Dieterich Christoph, Rahmann Sven, Vingron Martin
Computational Molecular Biology, Max Planck Institute for Molecular Genetics, Berlin, Germany.
Bioinformatics. 2004 Aug 4;20 Suppl 1:i109-15. doi: 10.1093/bioinformatics/bth908.
Our understanding of how genes are regulated in a concerted fashion is still limited. Especially, complex phenomena like cell cycle regulation in multicellular organisms are poorly understood.
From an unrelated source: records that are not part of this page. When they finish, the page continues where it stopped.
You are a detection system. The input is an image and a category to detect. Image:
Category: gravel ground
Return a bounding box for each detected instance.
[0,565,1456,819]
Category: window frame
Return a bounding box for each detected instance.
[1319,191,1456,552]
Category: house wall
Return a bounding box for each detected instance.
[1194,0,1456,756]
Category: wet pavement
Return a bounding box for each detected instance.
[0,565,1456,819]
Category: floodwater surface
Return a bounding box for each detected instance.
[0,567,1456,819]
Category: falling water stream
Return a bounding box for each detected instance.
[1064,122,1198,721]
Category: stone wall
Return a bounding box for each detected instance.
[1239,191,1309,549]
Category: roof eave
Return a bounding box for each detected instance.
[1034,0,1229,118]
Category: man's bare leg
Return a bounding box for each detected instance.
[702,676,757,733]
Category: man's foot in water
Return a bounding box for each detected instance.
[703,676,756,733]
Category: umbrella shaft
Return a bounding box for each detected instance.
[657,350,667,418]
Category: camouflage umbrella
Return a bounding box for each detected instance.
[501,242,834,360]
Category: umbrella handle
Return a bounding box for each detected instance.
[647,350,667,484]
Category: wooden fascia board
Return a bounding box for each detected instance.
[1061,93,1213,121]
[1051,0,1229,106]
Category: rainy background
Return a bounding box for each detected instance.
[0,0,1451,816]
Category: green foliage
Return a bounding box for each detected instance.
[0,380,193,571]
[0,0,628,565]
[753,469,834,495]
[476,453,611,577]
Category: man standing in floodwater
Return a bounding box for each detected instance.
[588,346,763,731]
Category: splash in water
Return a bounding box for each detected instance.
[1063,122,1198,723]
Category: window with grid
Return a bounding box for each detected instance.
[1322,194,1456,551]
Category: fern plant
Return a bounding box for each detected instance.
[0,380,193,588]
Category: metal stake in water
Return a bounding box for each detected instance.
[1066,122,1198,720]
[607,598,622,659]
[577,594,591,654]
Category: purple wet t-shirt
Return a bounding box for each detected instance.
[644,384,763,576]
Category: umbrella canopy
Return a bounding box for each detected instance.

Therefore, we investigated conserved predicted transcription factor binding sites (TFBSs) in man-mouse upstream regions of genes that can be associated to a particular cell cycle phase in HeLa cells. TFBSs were predicted from selected binding site motifs (represented by position weight matrices, PWMs) based on a statistical approach. A regulatory role for a transcription factor is more probable if its predicted TFBSs are enriched in upstream regions of genes, that are associated with a subset of cell cycle phases. We tested for this association by computing exact P-values for the observed phase distributions under the null distribution defined by the relative amount of conserved upstream sequence of genes per cell cycle phase. We considered non-exonic and 5'-untranslated region (5'-UTR) binding sites separately and corrected for multiple testing by taking the false discovery rate into account.
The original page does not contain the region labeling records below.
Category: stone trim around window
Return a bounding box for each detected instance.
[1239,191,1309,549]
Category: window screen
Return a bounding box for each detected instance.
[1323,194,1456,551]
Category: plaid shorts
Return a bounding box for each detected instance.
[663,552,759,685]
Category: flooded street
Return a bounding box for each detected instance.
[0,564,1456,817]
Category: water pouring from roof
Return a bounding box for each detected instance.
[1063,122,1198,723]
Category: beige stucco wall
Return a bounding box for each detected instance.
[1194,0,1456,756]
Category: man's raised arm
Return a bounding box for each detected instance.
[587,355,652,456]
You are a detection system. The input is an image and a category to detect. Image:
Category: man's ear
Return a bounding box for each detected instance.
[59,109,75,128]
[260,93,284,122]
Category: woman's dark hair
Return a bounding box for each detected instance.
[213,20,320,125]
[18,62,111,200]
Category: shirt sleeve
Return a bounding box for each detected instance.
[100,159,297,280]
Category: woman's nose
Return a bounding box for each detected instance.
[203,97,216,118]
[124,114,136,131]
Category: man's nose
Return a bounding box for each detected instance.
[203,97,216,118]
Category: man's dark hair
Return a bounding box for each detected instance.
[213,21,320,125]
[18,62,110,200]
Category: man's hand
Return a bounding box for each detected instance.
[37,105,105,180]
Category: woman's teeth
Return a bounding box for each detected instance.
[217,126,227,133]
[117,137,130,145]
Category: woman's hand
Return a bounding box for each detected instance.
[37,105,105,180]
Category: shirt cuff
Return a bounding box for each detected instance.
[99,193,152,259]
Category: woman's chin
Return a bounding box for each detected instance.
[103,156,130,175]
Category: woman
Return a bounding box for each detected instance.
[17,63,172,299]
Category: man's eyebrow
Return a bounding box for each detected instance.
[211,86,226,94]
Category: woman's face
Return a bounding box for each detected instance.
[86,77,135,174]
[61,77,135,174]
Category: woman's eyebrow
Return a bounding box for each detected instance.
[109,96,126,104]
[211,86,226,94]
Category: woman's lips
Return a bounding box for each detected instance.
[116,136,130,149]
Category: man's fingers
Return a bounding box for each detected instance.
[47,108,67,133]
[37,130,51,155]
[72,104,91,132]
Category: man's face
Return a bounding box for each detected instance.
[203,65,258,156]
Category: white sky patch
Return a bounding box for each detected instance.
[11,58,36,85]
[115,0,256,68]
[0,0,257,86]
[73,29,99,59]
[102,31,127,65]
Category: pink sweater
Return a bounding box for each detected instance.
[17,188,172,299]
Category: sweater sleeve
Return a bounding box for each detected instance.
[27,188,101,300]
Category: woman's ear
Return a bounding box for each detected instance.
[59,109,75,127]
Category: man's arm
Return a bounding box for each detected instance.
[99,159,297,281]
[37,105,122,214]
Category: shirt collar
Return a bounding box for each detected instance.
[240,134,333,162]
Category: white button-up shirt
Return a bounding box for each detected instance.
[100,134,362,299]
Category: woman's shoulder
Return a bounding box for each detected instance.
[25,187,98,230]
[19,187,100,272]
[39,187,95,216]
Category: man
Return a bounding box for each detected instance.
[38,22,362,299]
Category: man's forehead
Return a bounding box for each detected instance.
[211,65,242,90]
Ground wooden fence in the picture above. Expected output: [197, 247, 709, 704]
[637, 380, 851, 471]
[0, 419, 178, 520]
We identified 22 non-exonic and 11 5'-UTR significant PWM phase distributions although expecting one false discovery. Many of the corresponding transcription factors (e.g. members of the thyroid hormone/retinoid receptor subfamily) have already been associated with cell cycle regulation, proliferation and development. It appears that our method is a suitable tool for detecting putative cell cycle regulators in the realm of known human transcription factors.
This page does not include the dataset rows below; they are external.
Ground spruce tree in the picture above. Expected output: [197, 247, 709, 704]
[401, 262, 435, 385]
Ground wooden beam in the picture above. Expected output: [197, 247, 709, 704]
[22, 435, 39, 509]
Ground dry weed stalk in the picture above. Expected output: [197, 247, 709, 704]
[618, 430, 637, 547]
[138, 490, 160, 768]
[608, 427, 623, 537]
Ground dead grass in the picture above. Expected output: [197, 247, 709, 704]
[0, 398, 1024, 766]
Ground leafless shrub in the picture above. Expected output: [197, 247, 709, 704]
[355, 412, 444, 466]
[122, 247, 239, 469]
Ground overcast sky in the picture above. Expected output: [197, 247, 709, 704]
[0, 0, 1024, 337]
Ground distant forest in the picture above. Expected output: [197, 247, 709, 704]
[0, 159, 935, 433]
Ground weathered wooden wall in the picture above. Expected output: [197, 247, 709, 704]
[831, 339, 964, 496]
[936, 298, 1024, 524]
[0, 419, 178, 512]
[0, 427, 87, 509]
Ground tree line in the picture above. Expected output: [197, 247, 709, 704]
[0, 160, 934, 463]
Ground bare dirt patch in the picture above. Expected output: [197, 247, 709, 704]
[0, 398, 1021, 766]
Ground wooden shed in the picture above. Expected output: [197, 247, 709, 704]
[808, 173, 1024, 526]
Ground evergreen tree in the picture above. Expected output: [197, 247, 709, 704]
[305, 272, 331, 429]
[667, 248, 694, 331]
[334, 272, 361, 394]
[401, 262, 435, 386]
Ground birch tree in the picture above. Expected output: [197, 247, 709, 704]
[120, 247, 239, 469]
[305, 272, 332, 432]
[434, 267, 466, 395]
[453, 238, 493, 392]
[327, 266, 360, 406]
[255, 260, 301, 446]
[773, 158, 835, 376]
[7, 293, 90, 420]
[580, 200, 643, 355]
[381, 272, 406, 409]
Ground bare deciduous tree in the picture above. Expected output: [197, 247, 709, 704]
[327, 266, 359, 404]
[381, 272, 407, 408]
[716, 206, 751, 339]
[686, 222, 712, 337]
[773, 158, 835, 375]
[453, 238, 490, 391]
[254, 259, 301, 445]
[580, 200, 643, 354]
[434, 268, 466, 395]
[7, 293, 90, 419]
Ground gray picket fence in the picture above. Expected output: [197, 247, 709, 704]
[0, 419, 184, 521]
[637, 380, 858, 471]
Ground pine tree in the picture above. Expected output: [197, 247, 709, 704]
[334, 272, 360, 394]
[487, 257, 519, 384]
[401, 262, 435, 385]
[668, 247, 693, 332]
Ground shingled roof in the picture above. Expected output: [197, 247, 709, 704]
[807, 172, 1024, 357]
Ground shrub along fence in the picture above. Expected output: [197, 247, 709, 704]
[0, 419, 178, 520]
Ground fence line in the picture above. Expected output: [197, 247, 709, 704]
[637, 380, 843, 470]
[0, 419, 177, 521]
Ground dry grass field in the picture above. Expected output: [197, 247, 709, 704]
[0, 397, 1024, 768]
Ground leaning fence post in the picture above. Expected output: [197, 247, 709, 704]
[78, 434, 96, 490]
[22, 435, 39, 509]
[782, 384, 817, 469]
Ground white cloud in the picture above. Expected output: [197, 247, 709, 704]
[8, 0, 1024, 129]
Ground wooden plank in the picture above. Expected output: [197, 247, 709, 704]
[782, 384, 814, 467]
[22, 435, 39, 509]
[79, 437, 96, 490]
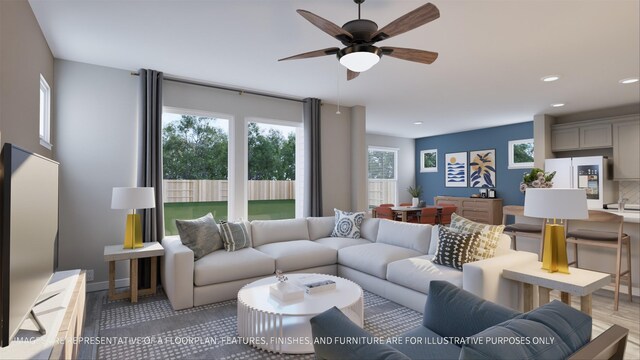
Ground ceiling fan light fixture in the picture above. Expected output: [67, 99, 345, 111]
[338, 45, 382, 73]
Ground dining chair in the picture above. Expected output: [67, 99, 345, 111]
[438, 205, 458, 225]
[376, 206, 395, 220]
[502, 205, 544, 250]
[567, 210, 633, 311]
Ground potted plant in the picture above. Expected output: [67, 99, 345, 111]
[407, 185, 422, 207]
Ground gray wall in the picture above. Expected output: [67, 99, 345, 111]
[54, 60, 138, 289]
[367, 134, 416, 203]
[0, 0, 56, 158]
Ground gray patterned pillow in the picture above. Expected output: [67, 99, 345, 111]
[176, 213, 223, 261]
[331, 209, 364, 239]
[433, 226, 480, 270]
[220, 221, 251, 251]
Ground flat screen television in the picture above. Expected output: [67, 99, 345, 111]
[0, 144, 58, 347]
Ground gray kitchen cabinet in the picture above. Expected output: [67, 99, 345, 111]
[613, 116, 640, 180]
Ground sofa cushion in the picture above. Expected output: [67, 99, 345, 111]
[331, 209, 364, 239]
[391, 326, 461, 360]
[251, 219, 309, 247]
[338, 243, 422, 279]
[220, 221, 251, 251]
[387, 255, 462, 294]
[376, 220, 432, 255]
[176, 213, 224, 261]
[256, 240, 338, 272]
[360, 218, 380, 242]
[433, 226, 480, 270]
[315, 237, 371, 250]
[307, 216, 336, 241]
[193, 248, 276, 286]
[422, 281, 520, 337]
[519, 300, 592, 353]
[460, 319, 572, 360]
[310, 306, 409, 360]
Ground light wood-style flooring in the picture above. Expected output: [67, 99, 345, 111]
[551, 290, 640, 360]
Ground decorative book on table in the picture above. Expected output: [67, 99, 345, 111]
[299, 275, 336, 295]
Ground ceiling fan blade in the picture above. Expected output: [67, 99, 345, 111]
[347, 69, 360, 81]
[278, 48, 340, 61]
[380, 46, 438, 64]
[296, 9, 353, 41]
[372, 3, 440, 42]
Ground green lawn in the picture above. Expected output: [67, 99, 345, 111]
[164, 199, 296, 235]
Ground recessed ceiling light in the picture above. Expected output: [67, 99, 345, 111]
[540, 75, 560, 82]
[618, 78, 638, 84]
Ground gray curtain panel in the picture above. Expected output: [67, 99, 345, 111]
[138, 69, 164, 288]
[303, 98, 322, 216]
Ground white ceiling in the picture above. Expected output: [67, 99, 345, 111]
[29, 0, 640, 138]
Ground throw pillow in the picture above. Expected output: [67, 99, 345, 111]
[449, 213, 504, 261]
[331, 209, 364, 239]
[432, 226, 479, 270]
[176, 213, 223, 261]
[220, 221, 251, 251]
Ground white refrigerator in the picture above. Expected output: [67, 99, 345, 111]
[544, 156, 618, 209]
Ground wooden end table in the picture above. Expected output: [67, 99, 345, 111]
[502, 261, 611, 315]
[104, 242, 164, 303]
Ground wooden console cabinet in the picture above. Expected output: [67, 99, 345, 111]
[433, 196, 502, 225]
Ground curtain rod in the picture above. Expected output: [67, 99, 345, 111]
[130, 71, 304, 103]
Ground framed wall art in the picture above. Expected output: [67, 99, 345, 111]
[420, 149, 438, 172]
[469, 149, 496, 188]
[444, 152, 467, 187]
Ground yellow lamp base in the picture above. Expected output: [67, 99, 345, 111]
[542, 224, 569, 274]
[123, 214, 142, 249]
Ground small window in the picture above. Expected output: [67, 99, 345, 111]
[509, 139, 534, 169]
[40, 74, 51, 150]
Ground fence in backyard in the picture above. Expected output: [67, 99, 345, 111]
[162, 180, 296, 203]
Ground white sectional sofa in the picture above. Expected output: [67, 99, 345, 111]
[161, 216, 537, 312]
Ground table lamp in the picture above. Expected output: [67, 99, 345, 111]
[111, 187, 156, 249]
[524, 188, 589, 274]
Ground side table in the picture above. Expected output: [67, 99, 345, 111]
[104, 242, 164, 303]
[502, 262, 611, 315]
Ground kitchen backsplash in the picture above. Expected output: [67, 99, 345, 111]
[618, 181, 640, 204]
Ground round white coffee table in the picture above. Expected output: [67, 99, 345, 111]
[238, 274, 364, 354]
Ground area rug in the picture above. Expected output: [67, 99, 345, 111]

Further details and supplementary data can be obtained from http://corg.molgen.mpg.de/cellcycle
我们对于基因如何以协同方式进行调控的理解仍然有限。特别是,多细胞生物体中诸如细胞周期调控等复杂现象还知之甚少。因此,我们研究了人源和鼠源基因上游区域中保守的预测转录因子结合位点(TFBSs),这些基因可能与HeLa细胞中的特定细胞周期阶段相关。基于统计方法,从选定的结合位点基序(由位置权重矩阵,即PWMs表示)预测TFBSs。如果预测的TFBSs在与细胞周期阶段子集相关的基因上游区域富集,则转录因子发挥调控作用的可能性更大。我们通过计算在每个细胞周期阶段基因保守上游序列相对量所定义的零分布下观察到的阶段分布的精确P值,来测试这种关联。我们分别考虑非外显子和5'非翻译区(5'-UTR)结合位点,并通过考虑错误发现率来校正多重检验。
我们鉴定出22个非外显子和11个5'-UTR显著的PWM阶段分布,尽管预期会有一个错误发现。许多相应的转录因子(例如甲状腺激素/类视黄醇受体亚家族成员)已经与细胞周期调控、增殖和发育相关。看来我们的方法是在已知人类转录因子领域中检测假定细胞周期调节因子的合适工具。